For the German strain, both a large insert library and a small insert circular consensus library were sequenced. One challenge that the PacBio team ran into is rapidly generating a DNA population of defined size which is bigger than about 9Kb. The populations must have a restricted size range, or else the smaller fragments are preferentially loaded into the zero mode waveguides where the sequencing actually takes place. Due to this, the value of the monster reads was diminished. Indeed, Schadt sees this leading to PacBio's inability to drive their data to a single contig (the main chromosome is broken into 33 contigs); there simply weren't reads able to bridge some very large repeat elements. This also is why they didn't use the strobe sequencing mode, which generates islands of sequence separated by statistically-defined gaps. Given that so many of the reads were approaching the size of the inserts, strobing wouldn't do much good.
Not very far back, I presented a somewhat bearish case for PacBio. Do the latest results change this? As much as I love the technology and the idea of long reads, I'm still concerned that too many scientists will see these as a nice-to-have and not a must have. Dr. Schadt mentioned they are working on projects to demonstrate PacBio sequencing of much larger (100+Mb) genomes, which is an important start.
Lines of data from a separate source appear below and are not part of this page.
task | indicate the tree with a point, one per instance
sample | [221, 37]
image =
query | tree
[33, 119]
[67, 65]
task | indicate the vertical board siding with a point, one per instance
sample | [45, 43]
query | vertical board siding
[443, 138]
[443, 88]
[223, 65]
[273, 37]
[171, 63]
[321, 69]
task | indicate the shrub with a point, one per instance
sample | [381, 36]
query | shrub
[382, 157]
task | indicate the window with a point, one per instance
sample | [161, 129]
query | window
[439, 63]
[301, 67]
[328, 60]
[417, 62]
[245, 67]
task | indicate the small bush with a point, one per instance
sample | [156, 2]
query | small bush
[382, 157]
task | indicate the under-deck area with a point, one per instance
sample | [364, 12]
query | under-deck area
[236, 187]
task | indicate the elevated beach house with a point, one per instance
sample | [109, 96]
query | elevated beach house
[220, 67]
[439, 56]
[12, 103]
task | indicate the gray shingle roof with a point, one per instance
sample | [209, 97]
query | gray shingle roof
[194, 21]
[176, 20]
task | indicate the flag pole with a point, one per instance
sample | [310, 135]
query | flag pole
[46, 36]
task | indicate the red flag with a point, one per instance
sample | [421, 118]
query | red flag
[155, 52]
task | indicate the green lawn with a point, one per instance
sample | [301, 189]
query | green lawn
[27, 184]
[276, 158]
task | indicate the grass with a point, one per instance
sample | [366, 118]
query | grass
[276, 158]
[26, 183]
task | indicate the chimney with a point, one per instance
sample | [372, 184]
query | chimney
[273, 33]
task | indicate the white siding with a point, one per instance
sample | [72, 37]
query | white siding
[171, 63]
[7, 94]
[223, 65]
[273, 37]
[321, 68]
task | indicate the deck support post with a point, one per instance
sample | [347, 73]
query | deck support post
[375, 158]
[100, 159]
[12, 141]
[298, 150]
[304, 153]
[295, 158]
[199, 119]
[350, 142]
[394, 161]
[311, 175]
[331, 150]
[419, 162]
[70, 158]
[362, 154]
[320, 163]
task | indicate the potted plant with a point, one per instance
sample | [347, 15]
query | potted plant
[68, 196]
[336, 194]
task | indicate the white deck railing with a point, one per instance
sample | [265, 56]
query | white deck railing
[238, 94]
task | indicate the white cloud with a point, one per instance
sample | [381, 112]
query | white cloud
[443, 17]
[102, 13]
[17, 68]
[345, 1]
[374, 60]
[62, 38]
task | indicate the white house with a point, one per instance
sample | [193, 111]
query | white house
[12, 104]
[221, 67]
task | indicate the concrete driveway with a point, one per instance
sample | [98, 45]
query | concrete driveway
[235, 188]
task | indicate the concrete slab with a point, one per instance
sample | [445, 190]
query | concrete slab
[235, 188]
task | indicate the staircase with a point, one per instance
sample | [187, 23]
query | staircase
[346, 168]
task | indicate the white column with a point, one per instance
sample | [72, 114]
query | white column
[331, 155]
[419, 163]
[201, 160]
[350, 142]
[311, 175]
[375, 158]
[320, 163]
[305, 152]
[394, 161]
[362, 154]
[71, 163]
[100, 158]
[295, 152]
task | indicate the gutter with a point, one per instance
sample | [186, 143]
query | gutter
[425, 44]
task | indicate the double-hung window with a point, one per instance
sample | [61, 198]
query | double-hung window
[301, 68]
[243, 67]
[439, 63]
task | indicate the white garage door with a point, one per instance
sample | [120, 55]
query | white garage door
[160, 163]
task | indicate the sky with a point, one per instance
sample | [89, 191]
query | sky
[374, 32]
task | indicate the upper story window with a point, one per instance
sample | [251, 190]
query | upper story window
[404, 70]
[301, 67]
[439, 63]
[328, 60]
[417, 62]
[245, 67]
Still, it may be that few labs will see the incremental value of long PacBio reads as not important enough, or that they simply don't need to invest in a machine but instead rent some of the existing capacity (I know of two service providers offering the system). As PacBio pushes the reads longer and longer (imagine if 5% of the reads were 20+Kb!) it will offer advantages for closing long gaps. For example, PacBio should require relatively little DNA for library construction, whereas some of the competing mate-pair techniques are notorious for being very inefficient at converting input DNA to usable fragments (as well as creating some level of noise from chimeras generated in ligation steps).